ACF does not feel as a remake, in fact it reuses many things introduced in Wild ARMs 2 (Gimel coins) and WA3 (Migrant seals, puzzle caves and the white and orange gems in dungeons). The chance to cancel a fight when an exclamation point is visible over your character’s head has also been added. In WA you could not plant anything in the elw’s garden, but at the secret garden in WA3 you could, and ACF has brought in this change as well. All of these things place ACF further away from its original. A remake yes, but does that have to mean changing almost every original game feature? What I would have wanted to see change though is our silent hero. Rudy should be able to express himself like the rest of the crew. Too many times have we seen this in games, for example in Chrono Trigger and it just seems so old-fashioned nowadays. I so wish that they’d given poor Rudy a “voice” this time around, it would have given him much more character.

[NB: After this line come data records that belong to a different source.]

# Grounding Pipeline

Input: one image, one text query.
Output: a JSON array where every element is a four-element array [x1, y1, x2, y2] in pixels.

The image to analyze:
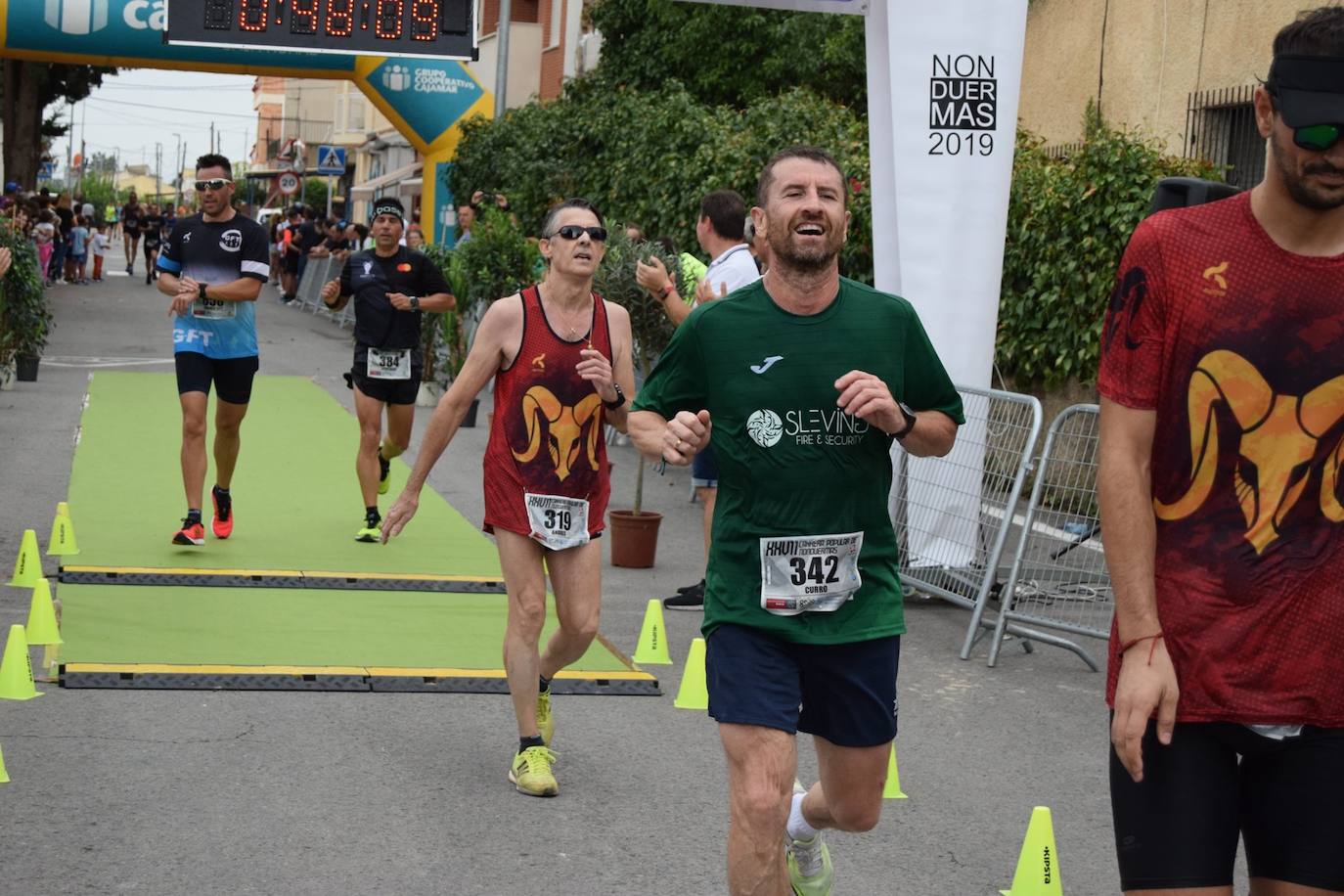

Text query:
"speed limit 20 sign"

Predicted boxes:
[[276, 170, 301, 197]]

The battles are very much in WA3 style, with the characters and enemies running around the battle field. In ACF you can now recruit a few people that had supporting roles in the original game, which means our party of three as we know it is no more. This also brings a change to the battles; there are those characters that are in the front and those in the back and you can switch characters as you fight. The system gives a nice touch to the fights and as usual they are fun and over pretty quickly.
When walking around dungeons or towns, you’ll notice that the camera is sometimes very far away from your character, making him/her look awfully tiny. But there is a plus side not having the camera so close; as you rotate the camera in search of treasures or pathways, you get a good view of your surroundings.
There are no voices in the game – and there’s no need for those really, gamers have played “silent” games for a long time, up until recently. Voice acting is not always a good thing either; a lot of them are so poorly done you can’t stand it. Had there been voices to this game, I bet they wouldn’t exactly have made the game any better.
The score has been remade though, there are many new songs (WA OST had 36 songs, ACF has 92) and I really like these country/folksong tunes that Michiko Naruke creates. Most of it sounds as good as always but there are some exceptions of course. Like the world map theme Lone Bird in the Shire – it sounded much better in the original game. Speaking of the world map; in WA cities and dungeons were visible on the map, but now you use a search radar to find both of these. Sound familiar? Many people may not find these “enhancements” as a bad thing since they worked so well in WA3 for example, but personally, I did not expect to see so much of Wild ARMs 2 and 3 in this remake. Another thing I didn’t expect was some heavy glitch that struck at random in the snowy regions of the world. Suddenly parts of the world would disappear and you would be trapped as if behind an invisible wall. Only solution possible was to save my game with a Gimel coin and press reset.
The Wild ARMs series’ biggest strength is the puzzles that permeate the dungeons. Your main characters have many different tools at hand, but sometimes it’s not as easy as it seems and quick reactions can be a must. But without the puzzles the game would be too easy and it’s nice to face a bit of a challenge when you play.
If you missed the first chance to play Wild ARMs almost 10 years ago, I suggest you take this opportunity, even though it comes with many changes. If you have played the original, then don’t expect to become overly nostalgic through this game. I get the feeling this remake was done just to make the wait for Wild ARMs 4 easier. Nevertheless it brings a good gaming experience, it’s difficult not to enjoy it and I played more than 8 hours in a row on some occasions. After all, this is Wild ARMs.